Does Palliative Care Need a Rebrand?
Patients are missing out on earlier access to supportive care, all because the stigma attached to the label “palliative care,” according to new research by U of T Professor Camilla Zimmermann, published recently in the Canadian Medical Association Journal.
The problem, Zimmermann uncovered, is that patients viewed palliative care as equating end-of-life care, when it’s actually a much broader range of services.
“Patients told us if palliative care were called something else, they wouldn’t feel so stigmatized,” says Zimmermann, a department of medicine professor and Rose Family Chair in Supportive Care. “We have a branding issue and that’s the central message of this research.”
The researchers performed and analysed qualitative interviews with 48 patients with advanced cancers and 23 caregivers who had participated in an earlier randomized controlled study of 461 patients. Participants had advanced lung, breast, gastrointestinal, genitourinary and gynecological cancers, and an estimated survival of between 6-24 months. Half had received early palliative care intervention in the outpatient clinic setting, in addition to standard cancer care. The other half received standard care only.
Those who had received early palliative care intervention were found to have an improved quality of life — and the researchers noted a shift in perception towards palliative care itself.
“Initially, both groups perceived palliative care as synonymous with death,” says Zimmermann. For the intervention group, however, this outlook changed over time. “They began to see palliative care as relevant early in the course of their illness and as being beneficial to them by supporting them and improving their quality of life. “
The findings signal the need to rebrand palliative care. Zimmermann believes this is essential in order to ensure the full spectrum of supportive care is offered — from the moment of diagnosis through the course of illness.
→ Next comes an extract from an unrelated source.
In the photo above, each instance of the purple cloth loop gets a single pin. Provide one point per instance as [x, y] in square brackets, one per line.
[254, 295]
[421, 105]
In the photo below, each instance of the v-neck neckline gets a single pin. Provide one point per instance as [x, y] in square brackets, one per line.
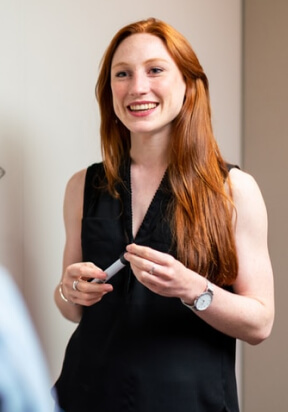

In 2002, the World Health Organization broadened its definition of palliative care, to underscore that it is applicable even at the beginning stages of an illness, and in conjunction with therapies intended to prolong life. Yet many still equate the term with end-of-life care, and medical professionals and media outlets reinforce that message.
“Palliative care is supportive care that improves quality of life throughout the course of illness,” says Zimmermann, who is also Medical Director of the Al Hertz Centre for Supportive and Palliative Care at the Princess Margaret Hospital and Head of the University Health Network’s Palliative Care Program. “It is not something to be afraid of or that is stigmatizing, but is helpful even while patients are receiving life-prolonging therapies.”